No concibió, sin embargo, cuando viejo ni enfermo la idea de abdicar y retirarse a Yuste. La concibió veinte años antes de realizarla, al volver de su brillante expedición de Túnez, después de haber vencido por tres veces a la Francia, derrotado a los turcos, héchose dueño de Italia, apoderádose de Francisco I y Clemente VII, y ganado a los berberiscos importantes plazas. Temía indudablemente sucumbir bajo el peso de sus victorias y quería declinar en otro la responsabilidad de los contratiempos que preveía. Estaba ya en Jarandilla, al pie de Yuste, cuando hablando con el embajador de Portugal se lamentaba de no haber cumplido su propósito antes de que la fuga de lnspruck y el levantamiento del sitio de Metz hubiesen empañado el brillo de sus glorias.

Solo su natural melancolía y ese deseo de conservar ilesa su reputación militar y política, pudieron inspirarle entonces tan singular pensamiento; ni los trabajos ni los excesos ni las dolencias habían destruido aun el vigoroso temple de su espíritu. Esas causas le fueron fortaleciendo en su idea y le movieron al fin a ponerla en práctica; no se la suscitaron.

Túvola don Carlos por primera vez el año 1535; la aplazó considerando que, niño aun su hijo, de ejecutarla, dejaba expuestos a grandes peligros y mudanzas sus dilatados dominios. Reinó todavía durante muchos años con próspera suerte: humilló otras dos veces a la Francia, cayó sobre la Alemania, ya medio ganada por la Reforma y presa de vivas y sangrientas discordias, y le impuso silencio dejándola de nuevo sujeta al predominio de la Iglesia católica.

En esa aparente pacificación de la Alemania empezó, con todo, su decadencia. Los protestantes aguzaron en silencio sus espadas, se coaligaron con todos los enemigos del imperio y acecharon la ocasión oportuna para sorprender a don Carlos. Alemanes, franceses, italianos, turcos, tomaron en un día dado las armas y encendieron en cuatro puntos distintos el fuego de la rebelión y de la guerra. Quiso el emperador, que se hallaba en InsprucK, ganar Flandes por la Alta Alemania; pero hubo de retroceder y huir luego dejando malparados su honra y su título de invicto. Solo ya por el tratado de Passau pudo poner fin a la agitación de la Alemania. En ese tratado estaba consignada la libertad religiosa.

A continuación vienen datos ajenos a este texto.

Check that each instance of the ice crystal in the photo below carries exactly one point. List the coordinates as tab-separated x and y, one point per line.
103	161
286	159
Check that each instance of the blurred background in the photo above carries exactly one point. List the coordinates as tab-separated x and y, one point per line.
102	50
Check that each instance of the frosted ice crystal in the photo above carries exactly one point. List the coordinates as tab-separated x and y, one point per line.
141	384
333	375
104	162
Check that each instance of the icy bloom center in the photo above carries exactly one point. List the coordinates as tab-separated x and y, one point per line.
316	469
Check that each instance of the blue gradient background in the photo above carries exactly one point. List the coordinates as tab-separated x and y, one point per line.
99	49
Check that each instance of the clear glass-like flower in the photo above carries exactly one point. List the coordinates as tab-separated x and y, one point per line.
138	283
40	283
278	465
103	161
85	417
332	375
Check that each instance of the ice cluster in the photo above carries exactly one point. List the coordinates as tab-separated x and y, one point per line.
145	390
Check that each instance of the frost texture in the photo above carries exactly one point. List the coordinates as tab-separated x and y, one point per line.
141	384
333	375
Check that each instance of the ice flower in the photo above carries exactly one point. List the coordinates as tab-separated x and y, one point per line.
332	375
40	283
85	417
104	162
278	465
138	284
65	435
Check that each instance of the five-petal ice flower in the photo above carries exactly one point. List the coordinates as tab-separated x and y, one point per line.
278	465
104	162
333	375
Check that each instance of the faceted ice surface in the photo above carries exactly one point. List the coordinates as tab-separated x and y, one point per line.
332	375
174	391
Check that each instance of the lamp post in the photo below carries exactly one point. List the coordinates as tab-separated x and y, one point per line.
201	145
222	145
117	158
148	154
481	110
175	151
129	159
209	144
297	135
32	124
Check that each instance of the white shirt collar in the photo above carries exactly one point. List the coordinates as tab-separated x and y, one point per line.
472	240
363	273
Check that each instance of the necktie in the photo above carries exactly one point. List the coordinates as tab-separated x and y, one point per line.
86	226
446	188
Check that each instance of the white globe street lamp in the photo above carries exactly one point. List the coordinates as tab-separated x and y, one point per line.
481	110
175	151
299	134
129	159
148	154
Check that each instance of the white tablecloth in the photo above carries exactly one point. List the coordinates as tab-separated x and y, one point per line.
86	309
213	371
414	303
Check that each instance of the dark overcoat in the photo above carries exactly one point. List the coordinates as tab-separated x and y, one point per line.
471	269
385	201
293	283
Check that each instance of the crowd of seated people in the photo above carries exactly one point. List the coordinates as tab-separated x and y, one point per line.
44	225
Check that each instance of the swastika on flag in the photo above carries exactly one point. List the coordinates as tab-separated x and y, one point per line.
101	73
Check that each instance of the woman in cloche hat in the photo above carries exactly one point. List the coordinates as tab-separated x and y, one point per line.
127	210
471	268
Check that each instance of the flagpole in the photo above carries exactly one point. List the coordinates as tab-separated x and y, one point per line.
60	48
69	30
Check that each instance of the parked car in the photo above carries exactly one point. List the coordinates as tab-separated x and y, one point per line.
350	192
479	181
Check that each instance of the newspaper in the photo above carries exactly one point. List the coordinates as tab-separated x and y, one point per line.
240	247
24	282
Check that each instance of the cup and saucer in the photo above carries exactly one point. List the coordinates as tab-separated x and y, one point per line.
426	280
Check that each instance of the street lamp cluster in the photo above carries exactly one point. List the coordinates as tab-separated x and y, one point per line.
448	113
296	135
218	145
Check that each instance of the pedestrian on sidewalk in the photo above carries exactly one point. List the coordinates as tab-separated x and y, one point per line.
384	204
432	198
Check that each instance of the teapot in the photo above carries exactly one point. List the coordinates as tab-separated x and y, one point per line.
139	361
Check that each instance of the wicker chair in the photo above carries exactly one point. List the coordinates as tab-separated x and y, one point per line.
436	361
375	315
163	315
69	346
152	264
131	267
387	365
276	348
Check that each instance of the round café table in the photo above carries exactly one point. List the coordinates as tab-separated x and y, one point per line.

Estas derrotas afectaron mucho a don Carlos. Trató de repararlas bajando a Francia con ochenta mil hombres; más no pareció sino que la victoria había abandonado sus banderas. Con ochenta mil hombres no pudo recobrar a Metz que le acababa de tomar el rey de Francia y defendían el duque de Guisa y la flor de la nobleza al frente de un reducido ejército. No se propuso ya más que dar nuevas señales de su poder, y asegurar la paz de sus Estados para llevar a cabo su antiguo pensamiento. Expidió desde luego órdenes secretas para que le construyesen junto a Yuste un pequeño palacio, y dos años después, vencida la Francia en otra lucha, casado su hijo Felipe con la reina de Inglaterra, desconcertados los audaces y ambiciosos proyectos de Pablo IV, sofocada en todas partes la guerra, empezó la serie de abdicaciones que había de preceder a su retiro.

El 22 de octubre de 1555 renunció en Felipe el gran maestrazgo del Toisón de Oro, el 25 la corona de los Países Bajos, el 16 de enero de 1556 la de España y sus dominios. No renunció aun la del imperio de Alemania; pero solo porque toda su familia le suplicó vivamente que conservase el título de emperador, a fin de que no faltase ni a los Países Bajos ni a los Estados de Italia el apoyo de la Alemania.

Alegó para todas sus abdicaciones el estado de su salud, que era en efecto lamentable; ¿mas puede, repetimos, sostenerse que esta fuese la sola causa de su resolución inesperada cuando databa de tan lejos su primer pensamiento? Se sentía no solo débil sino temeroso de que siguiese su mala fortuna y aumentase el número de sus desastres.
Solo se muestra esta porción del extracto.